| Biosimilar |
Reference product |
| adalimumab-atto (Amjevita) |
adalimumab (Humira) |
| adalimumab-adbm (Cyltezo) |
adalimumab (Humira) |
| etanercept-szzs (Erelzi) |
etanercept (Enbrel) |
| infliximab-abda (Renflexis) |
infliximab (Remicade) |
| infliximab-dyyb (Inflectra) |
infliximab (Remicade) |
| infliximab-qbtx (IXIFI) |
infliximab (Remicade) |
Many additional biosimilars of reference products with indications for both rheumatologic and nonrheumatologic diseases are under development.
The white paper discusses in detail the:
- Regulatory pathways for approval;
- Immunogenicity and scientific aspects of manufacturing;
- Extrapolation of indications, switching and substitution, and interchangeability; and
- Economics of biosimilars and patient access.
For all biosimilars, regulatory agencies expect that clinical trials will include a single crossover from the reference product to the proposed biosimilar, to assess whether this transition induces antidrug antibody formation with a resultant loss of efficacy. If a biosimilar is intended for long-term administration, as is the case for rheumatologic indications, the white paper authors recommend that immunogenicity data be acquired over at least one year.

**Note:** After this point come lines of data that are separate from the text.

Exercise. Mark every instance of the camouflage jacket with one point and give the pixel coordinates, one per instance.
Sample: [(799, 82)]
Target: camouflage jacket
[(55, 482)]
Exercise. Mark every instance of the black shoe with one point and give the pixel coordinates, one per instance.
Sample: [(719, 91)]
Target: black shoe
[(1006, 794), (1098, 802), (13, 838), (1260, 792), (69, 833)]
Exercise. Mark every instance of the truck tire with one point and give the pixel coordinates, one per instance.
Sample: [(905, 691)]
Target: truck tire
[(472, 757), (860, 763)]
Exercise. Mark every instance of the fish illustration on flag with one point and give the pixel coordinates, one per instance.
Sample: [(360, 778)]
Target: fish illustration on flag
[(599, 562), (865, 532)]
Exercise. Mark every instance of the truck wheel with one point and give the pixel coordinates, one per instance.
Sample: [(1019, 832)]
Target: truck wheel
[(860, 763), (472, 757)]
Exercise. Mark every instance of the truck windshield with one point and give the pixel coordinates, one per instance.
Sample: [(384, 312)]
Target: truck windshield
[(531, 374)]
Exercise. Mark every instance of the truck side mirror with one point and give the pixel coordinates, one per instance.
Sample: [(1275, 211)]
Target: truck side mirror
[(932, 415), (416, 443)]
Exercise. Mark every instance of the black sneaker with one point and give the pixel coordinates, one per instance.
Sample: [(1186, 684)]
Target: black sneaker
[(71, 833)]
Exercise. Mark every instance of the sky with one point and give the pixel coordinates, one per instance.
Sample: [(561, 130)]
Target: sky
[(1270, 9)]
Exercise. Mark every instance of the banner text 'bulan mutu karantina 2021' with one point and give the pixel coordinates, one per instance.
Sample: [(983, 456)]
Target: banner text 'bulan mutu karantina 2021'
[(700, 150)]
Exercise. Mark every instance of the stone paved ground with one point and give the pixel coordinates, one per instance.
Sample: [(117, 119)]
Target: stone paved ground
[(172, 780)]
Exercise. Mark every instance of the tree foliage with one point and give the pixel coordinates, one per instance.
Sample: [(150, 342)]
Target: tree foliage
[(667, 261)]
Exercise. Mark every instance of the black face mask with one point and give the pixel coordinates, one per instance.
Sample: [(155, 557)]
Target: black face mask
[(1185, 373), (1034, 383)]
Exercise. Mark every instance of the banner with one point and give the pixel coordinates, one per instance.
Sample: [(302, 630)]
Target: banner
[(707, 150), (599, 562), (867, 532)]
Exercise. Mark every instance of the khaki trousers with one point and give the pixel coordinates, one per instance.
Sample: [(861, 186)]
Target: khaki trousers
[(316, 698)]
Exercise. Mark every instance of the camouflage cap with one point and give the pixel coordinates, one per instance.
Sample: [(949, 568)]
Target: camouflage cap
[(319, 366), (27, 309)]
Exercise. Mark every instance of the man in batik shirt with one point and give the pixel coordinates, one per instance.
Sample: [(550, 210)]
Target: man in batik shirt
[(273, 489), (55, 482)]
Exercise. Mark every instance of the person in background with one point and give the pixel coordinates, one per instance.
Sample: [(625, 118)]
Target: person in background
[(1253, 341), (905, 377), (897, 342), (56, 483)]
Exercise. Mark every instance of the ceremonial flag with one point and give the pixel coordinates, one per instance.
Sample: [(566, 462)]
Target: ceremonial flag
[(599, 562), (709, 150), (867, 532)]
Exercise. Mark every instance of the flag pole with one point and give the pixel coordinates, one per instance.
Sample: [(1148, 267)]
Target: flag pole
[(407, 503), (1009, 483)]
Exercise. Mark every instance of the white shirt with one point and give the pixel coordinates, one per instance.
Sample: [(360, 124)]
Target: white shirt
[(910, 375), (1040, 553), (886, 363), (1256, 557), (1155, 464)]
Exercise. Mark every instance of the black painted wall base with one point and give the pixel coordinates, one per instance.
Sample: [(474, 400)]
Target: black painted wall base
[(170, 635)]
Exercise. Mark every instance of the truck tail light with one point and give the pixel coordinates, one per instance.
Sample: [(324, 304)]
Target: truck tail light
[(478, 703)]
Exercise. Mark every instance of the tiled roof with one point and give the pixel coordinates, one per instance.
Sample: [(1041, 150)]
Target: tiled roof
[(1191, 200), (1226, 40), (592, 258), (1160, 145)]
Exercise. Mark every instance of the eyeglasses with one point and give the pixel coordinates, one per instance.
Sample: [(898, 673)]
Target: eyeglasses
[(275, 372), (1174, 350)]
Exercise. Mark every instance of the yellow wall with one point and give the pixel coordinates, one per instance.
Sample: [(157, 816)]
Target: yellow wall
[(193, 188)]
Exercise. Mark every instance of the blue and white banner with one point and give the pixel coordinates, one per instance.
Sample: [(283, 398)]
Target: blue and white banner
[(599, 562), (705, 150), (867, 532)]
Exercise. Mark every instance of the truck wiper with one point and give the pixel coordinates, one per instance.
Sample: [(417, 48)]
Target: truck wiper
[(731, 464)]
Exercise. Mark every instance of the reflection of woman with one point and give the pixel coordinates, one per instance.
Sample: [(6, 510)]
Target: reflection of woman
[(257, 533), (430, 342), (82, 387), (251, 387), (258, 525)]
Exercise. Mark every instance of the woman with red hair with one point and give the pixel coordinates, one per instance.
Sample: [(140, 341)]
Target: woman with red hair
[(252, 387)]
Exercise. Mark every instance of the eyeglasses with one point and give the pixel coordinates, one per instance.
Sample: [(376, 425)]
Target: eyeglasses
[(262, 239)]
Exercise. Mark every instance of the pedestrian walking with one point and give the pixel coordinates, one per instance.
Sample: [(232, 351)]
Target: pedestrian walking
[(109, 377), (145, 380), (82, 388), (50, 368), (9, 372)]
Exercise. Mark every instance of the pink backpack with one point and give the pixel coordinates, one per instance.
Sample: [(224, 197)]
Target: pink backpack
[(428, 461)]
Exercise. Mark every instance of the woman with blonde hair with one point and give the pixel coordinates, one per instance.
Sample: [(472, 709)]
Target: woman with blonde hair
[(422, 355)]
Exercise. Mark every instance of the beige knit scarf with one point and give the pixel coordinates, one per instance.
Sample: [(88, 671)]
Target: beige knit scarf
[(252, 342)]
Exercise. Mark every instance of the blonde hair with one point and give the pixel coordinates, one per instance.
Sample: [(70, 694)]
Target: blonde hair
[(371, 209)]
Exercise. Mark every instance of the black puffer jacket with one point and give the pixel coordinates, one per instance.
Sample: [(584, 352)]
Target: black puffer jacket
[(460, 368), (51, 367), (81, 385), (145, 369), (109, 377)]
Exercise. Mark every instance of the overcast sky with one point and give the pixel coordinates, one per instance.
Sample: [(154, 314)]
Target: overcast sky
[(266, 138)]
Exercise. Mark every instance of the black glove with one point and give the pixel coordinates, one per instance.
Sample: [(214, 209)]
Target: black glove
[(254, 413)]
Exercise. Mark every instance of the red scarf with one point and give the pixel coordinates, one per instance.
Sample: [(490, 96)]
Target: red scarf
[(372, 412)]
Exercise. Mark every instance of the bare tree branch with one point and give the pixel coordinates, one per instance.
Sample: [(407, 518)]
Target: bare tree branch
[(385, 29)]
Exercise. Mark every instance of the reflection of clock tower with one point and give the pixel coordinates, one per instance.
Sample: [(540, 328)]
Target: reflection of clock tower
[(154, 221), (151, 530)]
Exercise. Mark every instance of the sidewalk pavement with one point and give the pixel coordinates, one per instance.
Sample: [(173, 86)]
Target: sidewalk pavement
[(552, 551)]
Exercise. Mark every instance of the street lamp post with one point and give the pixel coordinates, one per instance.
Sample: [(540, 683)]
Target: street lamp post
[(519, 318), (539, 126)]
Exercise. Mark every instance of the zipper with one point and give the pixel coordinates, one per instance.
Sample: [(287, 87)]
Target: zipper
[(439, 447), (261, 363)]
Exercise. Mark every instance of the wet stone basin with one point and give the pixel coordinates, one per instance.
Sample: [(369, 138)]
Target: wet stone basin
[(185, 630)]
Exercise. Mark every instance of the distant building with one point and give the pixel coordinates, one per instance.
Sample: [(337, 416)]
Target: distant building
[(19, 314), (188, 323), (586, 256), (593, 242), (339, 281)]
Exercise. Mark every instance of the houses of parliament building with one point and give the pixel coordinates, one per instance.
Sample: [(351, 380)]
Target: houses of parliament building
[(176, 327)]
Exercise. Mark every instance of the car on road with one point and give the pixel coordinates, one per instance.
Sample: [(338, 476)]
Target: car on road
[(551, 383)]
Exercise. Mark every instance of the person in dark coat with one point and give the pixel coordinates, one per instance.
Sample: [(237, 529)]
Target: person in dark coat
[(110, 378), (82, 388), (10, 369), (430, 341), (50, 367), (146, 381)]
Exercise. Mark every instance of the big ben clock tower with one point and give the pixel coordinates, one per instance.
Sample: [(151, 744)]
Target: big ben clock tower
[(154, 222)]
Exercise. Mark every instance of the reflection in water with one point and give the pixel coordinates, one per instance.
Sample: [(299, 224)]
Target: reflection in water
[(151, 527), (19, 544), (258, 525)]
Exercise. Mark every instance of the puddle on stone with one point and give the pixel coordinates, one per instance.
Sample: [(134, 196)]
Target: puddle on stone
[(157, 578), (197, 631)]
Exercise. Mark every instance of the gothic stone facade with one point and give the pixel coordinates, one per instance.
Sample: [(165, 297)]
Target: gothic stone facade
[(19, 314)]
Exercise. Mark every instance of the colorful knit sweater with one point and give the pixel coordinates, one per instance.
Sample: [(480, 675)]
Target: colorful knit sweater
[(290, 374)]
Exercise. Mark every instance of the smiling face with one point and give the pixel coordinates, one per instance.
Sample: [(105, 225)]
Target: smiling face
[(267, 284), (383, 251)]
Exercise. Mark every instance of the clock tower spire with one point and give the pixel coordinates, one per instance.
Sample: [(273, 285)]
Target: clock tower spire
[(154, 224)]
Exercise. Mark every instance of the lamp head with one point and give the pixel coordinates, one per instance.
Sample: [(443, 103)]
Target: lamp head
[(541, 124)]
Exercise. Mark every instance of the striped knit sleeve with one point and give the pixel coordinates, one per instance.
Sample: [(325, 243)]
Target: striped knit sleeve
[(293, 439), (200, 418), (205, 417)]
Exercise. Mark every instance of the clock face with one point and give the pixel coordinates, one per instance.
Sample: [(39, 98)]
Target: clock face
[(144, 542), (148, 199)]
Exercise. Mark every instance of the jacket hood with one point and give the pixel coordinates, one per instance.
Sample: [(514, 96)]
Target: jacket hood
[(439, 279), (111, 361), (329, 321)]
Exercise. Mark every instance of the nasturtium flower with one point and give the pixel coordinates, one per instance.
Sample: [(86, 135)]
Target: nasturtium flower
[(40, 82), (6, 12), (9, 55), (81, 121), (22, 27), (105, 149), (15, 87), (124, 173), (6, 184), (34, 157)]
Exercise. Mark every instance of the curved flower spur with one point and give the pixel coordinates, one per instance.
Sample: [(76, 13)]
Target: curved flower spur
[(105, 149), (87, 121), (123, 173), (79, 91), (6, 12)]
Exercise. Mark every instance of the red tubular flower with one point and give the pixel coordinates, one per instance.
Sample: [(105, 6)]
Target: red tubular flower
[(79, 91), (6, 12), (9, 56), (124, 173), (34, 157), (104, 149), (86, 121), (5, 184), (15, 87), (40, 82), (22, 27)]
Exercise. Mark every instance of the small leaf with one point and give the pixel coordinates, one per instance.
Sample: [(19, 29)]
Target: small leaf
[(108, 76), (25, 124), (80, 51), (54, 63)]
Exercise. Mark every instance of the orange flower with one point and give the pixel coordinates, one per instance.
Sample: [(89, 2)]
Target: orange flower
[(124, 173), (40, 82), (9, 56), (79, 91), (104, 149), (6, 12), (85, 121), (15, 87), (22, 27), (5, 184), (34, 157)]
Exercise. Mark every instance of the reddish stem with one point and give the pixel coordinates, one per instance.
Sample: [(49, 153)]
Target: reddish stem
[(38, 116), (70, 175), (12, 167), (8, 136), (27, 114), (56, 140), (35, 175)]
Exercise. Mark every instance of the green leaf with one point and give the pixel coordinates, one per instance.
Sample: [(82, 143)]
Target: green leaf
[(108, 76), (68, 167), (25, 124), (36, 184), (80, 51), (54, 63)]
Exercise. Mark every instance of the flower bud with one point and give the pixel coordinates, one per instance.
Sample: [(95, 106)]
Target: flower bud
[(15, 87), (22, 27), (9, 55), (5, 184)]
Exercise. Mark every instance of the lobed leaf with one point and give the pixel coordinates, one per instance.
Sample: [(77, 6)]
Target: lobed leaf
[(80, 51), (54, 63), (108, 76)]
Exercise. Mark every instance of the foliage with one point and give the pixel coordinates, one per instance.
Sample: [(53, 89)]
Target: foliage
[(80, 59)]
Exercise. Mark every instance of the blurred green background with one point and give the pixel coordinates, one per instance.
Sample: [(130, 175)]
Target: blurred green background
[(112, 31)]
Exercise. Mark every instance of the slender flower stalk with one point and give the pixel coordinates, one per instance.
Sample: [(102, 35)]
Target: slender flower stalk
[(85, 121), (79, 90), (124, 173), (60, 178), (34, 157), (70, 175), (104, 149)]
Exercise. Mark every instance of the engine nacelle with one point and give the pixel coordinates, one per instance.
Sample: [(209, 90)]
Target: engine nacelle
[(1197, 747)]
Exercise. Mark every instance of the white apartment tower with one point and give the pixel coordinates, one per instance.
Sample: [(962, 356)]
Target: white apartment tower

An important implication of the comparative immunogenicity studies carried out to date is that a patient who develops antibodies to a reference drug with resultant loss of clinical response should not be switched to its biosimilar.
Although none of the biosimilars approved to treat rheumatologic and other inflammatory diseases has been studied in children, several have been approved for pediatric indications by extrapolation.
The authors state that postmarketing surveillance of biosimilars should be conducted in children and adolescents, as well as in adults.
Insurance companies and PBMs will continue to play key roles in determining the economic impact of biosimilars, according to the authors. Even under ideal circumstances, it will likely take several years for overall savings to the U.S. health system from the use of biosimilars to be realized.
The white paper concludes: “it is reassuring to recognize the scientific rigor with which the FDA and other regulatory agencies around the world have evaluated biosimilars. Healthcare providers should now incorporate biosimilars, where appropriate, into regimens to treat patients with rheumatologic diseases. It is important to maintain a working knowledge of approved biosimilars and to monitor evolving policies and guidelines regarding the development and use of new biosimilars. …
“Communication between providers, pharmacists and patients will be critical to alleviate anxiety and reduce skepticism regarding the use of these newly available agents. We remain optimistic that the use of biosimilars will improve patient access to biologic agents, allowing continued delivery of high-quality healthcare to be realized at a lower cost to the individual patient.”